Right now, he does not understand how Arthur's body knows to become pale, knows to dull Arthur's eyes and hitch his breath in his throat, and make that horrible, disgusting wheezing sound at each feeble gasp. How it knows to bead Arthur's forehead in cold sweat and give his lips that faint grey tinge that Cobb is sure will turn to blue eventually.

"Arthur," Cobb pleads desperately. Arthur's head lolls towards him, and Cobb checks his watch. It's been half an hour. They still have another hour and a half to wait before the kick, and Arthur looks miserable, his brows scrunched and his jaws locked tight, and his fingers gripping his jacket lapels, clenching and unclenching there, wrinkling the fabric, because he can't touch his wound.

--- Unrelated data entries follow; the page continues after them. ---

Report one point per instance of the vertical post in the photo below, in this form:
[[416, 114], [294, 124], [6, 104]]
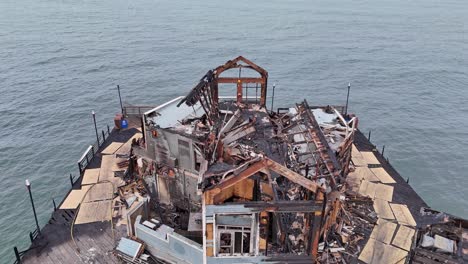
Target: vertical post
[[120, 99], [273, 96], [95, 126], [347, 99], [28, 185], [18, 258]]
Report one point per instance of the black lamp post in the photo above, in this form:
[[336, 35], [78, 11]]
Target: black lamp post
[[95, 126], [120, 98], [347, 99], [28, 185]]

Cobb feels ill imagining the pain Arthur is going through. It makes him sigh and fret and dig his fingers through his hair. It's almost as bad as watching his children in discomfort, invoking the same need to fix it and make it all better.

Arthur makes a noncommittal noise, something he'd surely be horrified at were he in any state to pay mind to his articulation. Cobb slides his fingers, carefully, over the clammy skin of Arthur's knuckles. They're cold to the touch.

"Arthur, please. Let me send you back up. I can't stand watching you die like this."

Arthur raises his eyes, opaque chocolate orbs, and frowns. "No."

"You're not doing me any favors by staying," Cobb grunts, trying for another tactic since Arthur apparently doesn't give a shit about Cobb begging. "If things somehow don't go according to plan, you're not going to be anything more than a liability."

"Even…. 'f all I can do's distract 'em…" Arthur mumbles, "S'good enough for me."

"Arthur." Cobb is reduced again to desperate pleas. "I'm sure you're doing this out of… loyalty or bravery or pride." Arthur shakes his head feebly, but Cobb ignores it and continues, "But damn it, you realize I'm going to have nightmares about watching you bleed to death in front of me for years, don't you?"

Arthur's fingers twitch, going still on the lapels of his jacket, where the faint edges of the oxidized blood stain have now reached. He blinks slowly, and Cobb can see when something, shame perhaps, or realization, floods into Arthur's understanding.

"I'm not…" he begins, and his voice is crackly and like rubbing two pieces of paper together. "It's jus' a dream, Dom…"

"I know that, Arthur." Cobb takes his hands, ignores the cold and the flakes of dried blood and the dampness of fresh blood. He focuses on the fine, solid bones of Arthur's hands, the knobs of his knuckles and the fine hairs at the base of each finger. "But this is what it would look like in real life too, and I don't… I've seen enough, Arthur, I saw Mal's body splatter to the ground, I can't—I can't handle adding yours as well." The admittance is costly, and Cobb feels a part of his mind breaking loose and floating away, to that dollhouse where Mal's reality was kept, to memories of a hotel that he revisited over and over again. "Arthur, don't you dare put me through the death of someone I love again."

Arthur is staring at him with a half-dazed expression. Cobb is not sure how much of that is due to blood-loss and how much of it is due to Cobb's words. For his part, Cobb feels a bit defensive. It's not like they don't know how much they mean to each other.

"…Alright." Arthur closes his eyes, and when he opens them, the dullness is replaced by that tenacity that has gotten them through many a sleepless night planning and scheming and praying. "But can you do it?"